Enfin, certaines sociétés de fiducie disposent d'un bilan et de flux de trésorerie suffisamment solides pour agir pro-activement à l'application prochaine des nouvelles règles. Superior Plus est l'une d'elles. Ses dirigeants ont conclu il y a quelques mois l'achat des pertes fiscales déductibles accumulées par la firme Ballard Power. Pour une considération de 50 millions de dollars environ, Superior Plus a mis la main sur des pertes cumulées de plus de 800 millions. Résultat: les profits de l'entreprise seront exempts d'impôt pour au moins une décennie. À la suite de cet achat, Superior Plus a troqué à la fin de décembre son statut de fonds de revenus pour celui d'entreprise. Ce faisant, les unités des sociétaires ont été échangées chacune contre une nouvelle action qui s'échange sur le parquet du TSX sous le symbole SPB.

Et, ici, pour répondre à la question de P. D., cet échange est considéré aux yeux du fisc comme un simple roulement des unités vers les actions de Superior Plus.

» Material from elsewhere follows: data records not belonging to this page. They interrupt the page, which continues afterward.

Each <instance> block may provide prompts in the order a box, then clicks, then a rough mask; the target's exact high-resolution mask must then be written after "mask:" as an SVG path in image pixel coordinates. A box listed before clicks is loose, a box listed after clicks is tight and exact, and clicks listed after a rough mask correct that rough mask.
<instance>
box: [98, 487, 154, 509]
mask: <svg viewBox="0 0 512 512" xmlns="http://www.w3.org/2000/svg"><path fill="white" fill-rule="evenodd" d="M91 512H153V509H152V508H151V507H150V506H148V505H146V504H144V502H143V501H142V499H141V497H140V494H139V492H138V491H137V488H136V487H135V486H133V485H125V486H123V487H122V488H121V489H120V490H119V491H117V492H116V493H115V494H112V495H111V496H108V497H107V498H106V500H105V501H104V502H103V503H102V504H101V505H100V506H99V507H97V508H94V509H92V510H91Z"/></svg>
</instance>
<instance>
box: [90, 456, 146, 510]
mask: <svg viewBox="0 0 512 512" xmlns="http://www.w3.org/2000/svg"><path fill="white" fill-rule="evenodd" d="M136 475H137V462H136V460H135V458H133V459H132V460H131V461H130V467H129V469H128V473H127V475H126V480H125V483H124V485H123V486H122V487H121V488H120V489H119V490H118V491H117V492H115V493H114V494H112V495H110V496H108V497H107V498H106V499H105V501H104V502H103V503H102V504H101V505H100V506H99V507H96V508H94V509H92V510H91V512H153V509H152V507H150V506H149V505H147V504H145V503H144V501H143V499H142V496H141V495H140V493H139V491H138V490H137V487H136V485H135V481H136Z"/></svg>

Ce roulement n'implique pas le déclenchement des gains ou pertes en capital, et ce, aussi longtemps que P. D. conservera ses actions.

Le montant de la distribution demeure inchangé à 1,62 $ par année, sauf qu'il sera traité désormais comme un dividende et non comme un revenu d'entreprise. Ce dividende donne droit aux crédits d'impôt prévus pour ce type de revenu au fédéral et au provincial. Conséquence: l'action de Superior Plus est l'une des rares au pays à accorder un dividende versé mensuellement. De surcroît, vu le désintéressement des investisseurs, l'action s'échange sur la base d'un taux de dividende annuel de 13,2 %.